Without nonlinear functions between linear function, it will function as one linear function. Besides, a Neural Network with one non-linear hidden layer can be used to approximate any complex function:
def simple_net(xb):
res = xb@w1+b1
res = res.max(tensor(0.0))
res = res@w2+b2
return res
Or
simple_net = nn.Sequential( nn.Linear(28*28, 30), nn.ReLU(), nn.Linear(30,1)
)
12. A typical learning procedure in Fastai
learn = Learner(dls, simple_net, opt_func=SGD, loss_func=mnist_loss, metrics=batch_accuracy)
- dls:
DataLoaders
from Fastai - simple_net:
nn.Sequential
from PyTorch - opt_func:
SGD
optimization functions from PyTorch - loss_function:
mnist_loss
self-defined - metrics:
batch_accuracy
accuracy metrics
You can check more details of Learner class in Fastai by this link
One object in the Learner
is the Recorder, and it records the train, validation and test loss at each epoch.
def train_epoch(model, lr, params):
for xb,yb in dl:
calc_grad(xb, yb, model)
for p in params:
p.data -= p.grad*lr
p.grad.zero_()
for i in range(20):
train_epoch(model, lr, params)
13. Deep network example
The universal approximation theorem shows that any function can be approximated as closely as needed using just one nonlinearity. So why do we normally use more?

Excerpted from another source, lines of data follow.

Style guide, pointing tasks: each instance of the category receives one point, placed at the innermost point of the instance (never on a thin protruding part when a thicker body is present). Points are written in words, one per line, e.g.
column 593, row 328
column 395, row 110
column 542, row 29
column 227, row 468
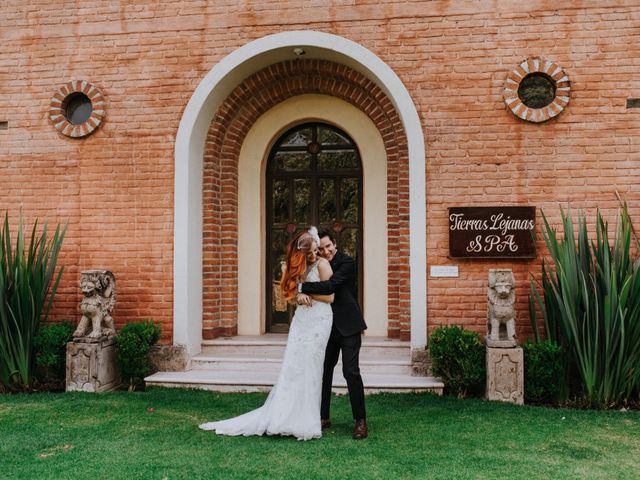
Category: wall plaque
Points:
column 492, row 232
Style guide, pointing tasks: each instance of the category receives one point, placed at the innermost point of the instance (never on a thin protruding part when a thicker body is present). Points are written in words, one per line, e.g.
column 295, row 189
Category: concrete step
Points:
column 239, row 362
column 234, row 381
column 272, row 346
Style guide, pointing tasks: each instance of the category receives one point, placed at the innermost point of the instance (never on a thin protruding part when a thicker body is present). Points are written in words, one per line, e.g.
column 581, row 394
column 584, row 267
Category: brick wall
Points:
column 116, row 186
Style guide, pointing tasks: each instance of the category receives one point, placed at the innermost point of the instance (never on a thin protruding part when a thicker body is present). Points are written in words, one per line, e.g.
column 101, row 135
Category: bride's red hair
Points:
column 296, row 263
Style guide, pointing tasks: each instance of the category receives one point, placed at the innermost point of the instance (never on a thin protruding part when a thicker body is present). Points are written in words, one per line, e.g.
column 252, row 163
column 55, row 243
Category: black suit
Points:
column 346, row 332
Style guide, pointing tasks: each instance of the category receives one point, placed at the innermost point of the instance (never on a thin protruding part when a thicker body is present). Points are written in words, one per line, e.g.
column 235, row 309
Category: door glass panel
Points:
column 309, row 186
column 327, row 200
column 302, row 201
column 349, row 200
column 329, row 136
column 298, row 138
column 337, row 159
column 287, row 161
column 280, row 201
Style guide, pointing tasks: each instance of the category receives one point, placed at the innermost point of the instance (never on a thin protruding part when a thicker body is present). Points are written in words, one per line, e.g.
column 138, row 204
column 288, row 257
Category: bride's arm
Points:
column 325, row 271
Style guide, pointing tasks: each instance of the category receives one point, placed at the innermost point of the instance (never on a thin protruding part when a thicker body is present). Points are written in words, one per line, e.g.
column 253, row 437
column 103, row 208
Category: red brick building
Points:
column 186, row 187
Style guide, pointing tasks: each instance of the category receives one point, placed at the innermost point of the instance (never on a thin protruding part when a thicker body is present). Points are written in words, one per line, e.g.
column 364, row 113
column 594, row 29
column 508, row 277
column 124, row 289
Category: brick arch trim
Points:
column 230, row 125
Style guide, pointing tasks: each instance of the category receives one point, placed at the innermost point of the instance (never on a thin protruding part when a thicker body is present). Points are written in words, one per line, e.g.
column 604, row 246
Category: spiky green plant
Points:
column 26, row 295
column 591, row 307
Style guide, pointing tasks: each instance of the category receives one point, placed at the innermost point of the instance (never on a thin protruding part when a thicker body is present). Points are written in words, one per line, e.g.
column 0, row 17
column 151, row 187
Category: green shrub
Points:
column 543, row 372
column 28, row 284
column 134, row 342
column 591, row 307
column 458, row 357
column 50, row 345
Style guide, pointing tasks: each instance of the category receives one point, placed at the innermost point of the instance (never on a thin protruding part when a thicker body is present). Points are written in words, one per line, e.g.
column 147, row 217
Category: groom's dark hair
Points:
column 327, row 233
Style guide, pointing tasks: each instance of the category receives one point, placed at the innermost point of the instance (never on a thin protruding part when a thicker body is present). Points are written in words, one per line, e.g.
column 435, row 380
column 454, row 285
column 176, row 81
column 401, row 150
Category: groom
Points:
column 346, row 333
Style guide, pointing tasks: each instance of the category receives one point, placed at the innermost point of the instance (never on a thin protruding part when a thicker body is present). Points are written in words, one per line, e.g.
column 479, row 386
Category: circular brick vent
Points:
column 536, row 90
column 77, row 109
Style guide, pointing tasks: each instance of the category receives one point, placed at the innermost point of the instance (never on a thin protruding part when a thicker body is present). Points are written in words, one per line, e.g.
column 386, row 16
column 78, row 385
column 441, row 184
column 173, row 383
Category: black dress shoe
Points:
column 360, row 430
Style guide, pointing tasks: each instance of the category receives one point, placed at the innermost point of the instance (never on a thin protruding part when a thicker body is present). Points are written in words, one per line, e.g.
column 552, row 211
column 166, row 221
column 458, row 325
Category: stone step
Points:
column 234, row 381
column 238, row 362
column 272, row 346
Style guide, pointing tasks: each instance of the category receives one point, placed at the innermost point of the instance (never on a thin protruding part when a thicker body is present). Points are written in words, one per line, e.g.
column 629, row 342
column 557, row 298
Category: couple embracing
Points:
column 321, row 280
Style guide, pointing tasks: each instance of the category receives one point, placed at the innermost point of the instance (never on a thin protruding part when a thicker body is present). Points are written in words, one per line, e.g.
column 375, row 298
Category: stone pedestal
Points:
column 92, row 365
column 505, row 375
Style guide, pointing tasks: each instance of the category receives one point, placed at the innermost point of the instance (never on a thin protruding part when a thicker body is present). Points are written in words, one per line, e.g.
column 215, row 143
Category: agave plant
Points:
column 592, row 307
column 26, row 296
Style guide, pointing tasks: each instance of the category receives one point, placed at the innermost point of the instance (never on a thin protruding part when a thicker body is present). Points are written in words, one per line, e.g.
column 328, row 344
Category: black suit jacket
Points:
column 347, row 317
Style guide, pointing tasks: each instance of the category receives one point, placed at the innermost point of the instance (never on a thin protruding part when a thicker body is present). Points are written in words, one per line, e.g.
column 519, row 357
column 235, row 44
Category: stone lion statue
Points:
column 501, row 315
column 99, row 290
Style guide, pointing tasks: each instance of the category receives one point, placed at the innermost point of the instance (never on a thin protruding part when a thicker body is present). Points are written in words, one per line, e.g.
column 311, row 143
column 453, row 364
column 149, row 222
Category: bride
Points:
column 293, row 406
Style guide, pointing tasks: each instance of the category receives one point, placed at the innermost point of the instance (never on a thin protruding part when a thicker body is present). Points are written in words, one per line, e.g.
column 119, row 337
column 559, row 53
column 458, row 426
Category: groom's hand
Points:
column 302, row 299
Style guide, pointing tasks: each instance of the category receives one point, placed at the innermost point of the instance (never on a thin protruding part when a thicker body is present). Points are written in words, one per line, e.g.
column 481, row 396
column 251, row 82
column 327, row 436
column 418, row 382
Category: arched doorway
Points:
column 191, row 139
column 314, row 177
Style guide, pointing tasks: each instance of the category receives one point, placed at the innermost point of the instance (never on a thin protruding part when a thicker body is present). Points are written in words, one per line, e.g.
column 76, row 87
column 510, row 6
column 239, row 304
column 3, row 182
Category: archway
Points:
column 190, row 141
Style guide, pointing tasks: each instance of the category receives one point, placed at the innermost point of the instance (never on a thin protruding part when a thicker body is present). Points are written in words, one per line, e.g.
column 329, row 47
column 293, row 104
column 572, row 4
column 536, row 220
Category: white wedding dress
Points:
column 293, row 405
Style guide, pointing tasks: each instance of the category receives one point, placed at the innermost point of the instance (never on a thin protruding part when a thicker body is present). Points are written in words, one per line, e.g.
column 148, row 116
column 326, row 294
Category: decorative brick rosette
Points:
column 537, row 66
column 57, row 109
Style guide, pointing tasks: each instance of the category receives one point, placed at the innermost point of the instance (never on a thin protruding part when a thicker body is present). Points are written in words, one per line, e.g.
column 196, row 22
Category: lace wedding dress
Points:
column 293, row 406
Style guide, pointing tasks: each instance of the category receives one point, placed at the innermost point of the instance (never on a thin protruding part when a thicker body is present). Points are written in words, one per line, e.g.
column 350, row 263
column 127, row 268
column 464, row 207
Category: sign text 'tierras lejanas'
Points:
column 492, row 232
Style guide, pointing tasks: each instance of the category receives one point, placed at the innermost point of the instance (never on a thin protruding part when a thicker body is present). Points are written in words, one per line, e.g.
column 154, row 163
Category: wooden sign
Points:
column 492, row 232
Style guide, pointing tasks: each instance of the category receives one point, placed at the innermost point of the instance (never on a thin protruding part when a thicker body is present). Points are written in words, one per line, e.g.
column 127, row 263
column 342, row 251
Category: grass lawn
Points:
column 116, row 435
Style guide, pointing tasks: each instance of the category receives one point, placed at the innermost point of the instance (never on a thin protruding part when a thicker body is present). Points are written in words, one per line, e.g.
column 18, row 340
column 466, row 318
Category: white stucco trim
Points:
column 251, row 195
column 189, row 150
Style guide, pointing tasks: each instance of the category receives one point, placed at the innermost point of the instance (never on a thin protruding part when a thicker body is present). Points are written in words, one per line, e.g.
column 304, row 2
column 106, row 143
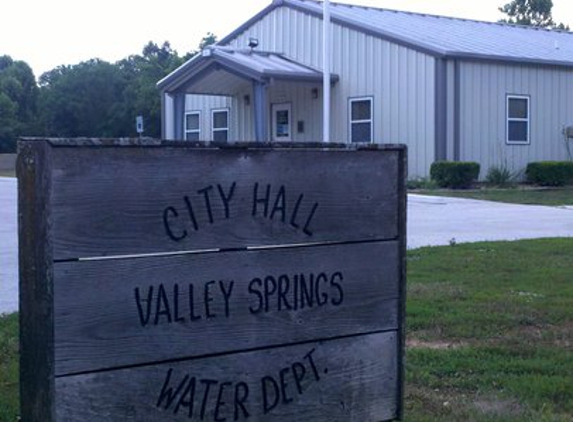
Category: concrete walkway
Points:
column 434, row 220
column 431, row 221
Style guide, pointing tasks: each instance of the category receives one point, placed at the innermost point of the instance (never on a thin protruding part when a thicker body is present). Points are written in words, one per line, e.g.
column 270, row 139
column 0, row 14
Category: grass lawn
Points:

There are practical performance benefits to using more than one nonlinearity. We can use a deeper model with less number of parameters, better performance, faster training, and less compute/memory requirements.
dls=ImageDataLoaders.from_folder(path)
learn = cnn_learner(dls, resnet18, pretrained=False, loss_func=F.cross_entropy, metrics=accuracy)
learn.fit_one_cycle(1, 0.1)
14. Activations vs Parameters
A neural network contains a lot of numbers, but they are only of two types: numbers that are calculated (Activations), and the parameters that these numbers are calculated from (Parameters).
15. What’s the difference between Rank
and Shape
in Tensor?
Rank is the number of axes or dimensions in a tensor(.ndim
); shape is the size of each axis of a tensor (.shape
).
16. What are the “bias” parameters in a neural network? Why do we need them?
Without the bias parameters, if the input is zero, the output will always be zero. Therefore, using bias parameters adds additional flexibility to the model.